Speaker
Description
Cellular metabolism can be viewed as a compartmental reaction network constrained by stoichiometry, transport processes, and enzymatic capacities. Mitochondrial transporters couple mitochondrial and cytosolic metabolism, yet their impact on feasible flux states remains poorly understood. Mutations in succinate dehydrogenase (SDH), observed in several cancers and mitochondrial disorders, lead to accumulation of succinate, an oncometabolite, and metabolic rewiring. SLC25A10, the mitochondrial dicarboxylate carrier, catalyses exchange of succinate and malate with phosphate and other inorganic anions across the inner mitochondrial membrane. Here, we analyse how transport perturbations reshape flux distributions.
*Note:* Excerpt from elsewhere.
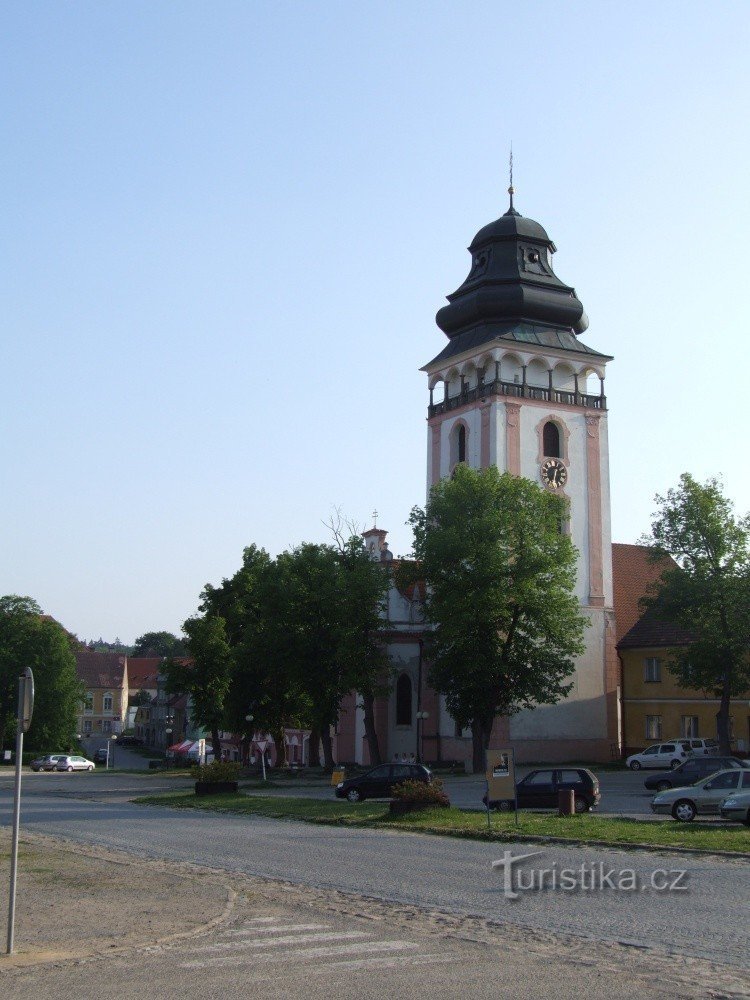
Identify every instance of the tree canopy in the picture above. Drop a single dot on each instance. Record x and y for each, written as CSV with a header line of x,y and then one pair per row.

We combine stable-isotope labelling experiments ($^{13}$C-glucose) with constraint-based metabolic modelling to infer condition-specific flux states in wild-type, SDH-deficient, SLC25A10-deficient, and combined SDH/SLC25A10-deficient cells. In SDH-competent cells, SLC25A10 sustains mitochondrial-cytosolic malate exchange and supports anaplerotic coupling of the tricarboxylic acid cycle. Under SDH deficiency, isotope-consistent model solutions suggest that SLC25A10 contributes to succinate export, while its loss requires compensatory flux through alternative carriers, with SLC25A1 emerging as a plausible route. These results show how transport processes shape feasible flux states and enable metabolic plasticity under mitochondrial dysfunction. This reveals hidden rewiring.